On a essayé de faire vivre des transes à des méditants très entraînés. Comme il connaît bien cet état, le cerveau a parfois du mal à le retrouver différemment. Mais certains méditants témoignent avoir vécu des méditations d’une profondeur qu’ils n’avaient jamais connue jusque-là. Ils sont restés en état de méditation, mais ça a été approfondi.

Par ailleurs, les recherches ont montré qu’il se produit toujours à la fin d’une transe un état d’ouverture de conscience important. On a comparé les électroencéphalogrammes à l’état de repos après une transe, avec ceux de grands méditants, et on s’est rendu compte qu’il y avait beaucoup de similitudes dans les tracés.

F.M.

Ce sont deux pratiques très complémentaires et ce sont deux regards très éclairants sur notre existence et sur les problèmes auxquels nous sommes confrontés : le manque de présence et l’enfermement dans des carcans qui nous entravent. La méditation nous ancre, elle donne une certaine stabilité, et la transe ouvre les portes et les fenêtres, et permet de faire confiance à la vie.

Je pense que le rapport entre la méditation et la transe pourrait aussi ouvrir des perspectives extraordinairement fécondes, tant à un niveau individuel que pour le monde, et notamment pour faire face à la crise écologique dans laquelle nous sommes. La grande erreur, aujourd’hui, consiste à chercher des solutions aux problèmes du monde en restant dans l’analyse et le contrôle. On ne voit pas que le problème vient en réalité de cette volonté de contrôle. On essaie de tout contrôler, au point qu’on ne respecte plus rien. On tue la créativité, on tue l’inspiration. On ne se respecte plus, on ne respecte plus la vie, ni en nous, ni dans le monde.

Et c’est pourquoi j’aime tant le film Un monde plus grand. Il témoigne de façon si juste de cette expérience libératrice.

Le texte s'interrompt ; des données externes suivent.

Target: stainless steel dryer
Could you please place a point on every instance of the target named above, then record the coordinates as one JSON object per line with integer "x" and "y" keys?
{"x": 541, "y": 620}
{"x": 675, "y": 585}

Quelle était ton expérience quand, pour la première fois, tu as vu le film qui raconte ton parcours, Un monde plus grand ?

C.S.

Quand j’ai vu le film pour la première fois, j’ai pleuré. J’ai pleuré d’émotion, de joie. J’étais émue par les images. La réalisatrice, Fabienne Berthaud, a tellement réussi à nous mettre dans un état particulier. Au travers des images, elle a réussi à parler de l’invisible. Et à nous montrer l’invisible sans le démontrer. Ça m’a beaucoup touchée.

F.M.

C’est très important ce que tu dis. Le film réussit à montrer l’invisible, sans faire de discours, et je crois que ça peut faire énormément de bien aux gens. Il nous fait sentir cet invisible duquel on a été coupé par toute une idéologie – ce que j’appelle la légende du monde mort. Il y a une sorte de transmission par le film qui permet de faire cette expérience-là.

J’ai été surpris. Je ne m’attendais pas, avant de voir le film, qu’il soit possible de faire vivre l’expérience de la transe et de montrer ce que ça ouvre. Il n’y a pas du tout ce côté un peu voyeur, qu’on pourrait redouter avec le cinéma. Il y a quelque chose de complètement intégré, juste et sincère.

C.S.

Fabienne Berthaud n’a jamais triché, ni avec les images ni avec la comédienne. Et ça se sent dans le film. Ça ne fait pas faux. Les images sont brutes, les jeux des acteurs sont bruts. Et les gens sont touchés par cette forme de brutalité, dans le bon sens du terme. Dans toutes les avant-premières qui ont eu lieu un peu partout en France, il y a eu beaucoup d’émotions et cette sincérité est ressortie à chaque fois.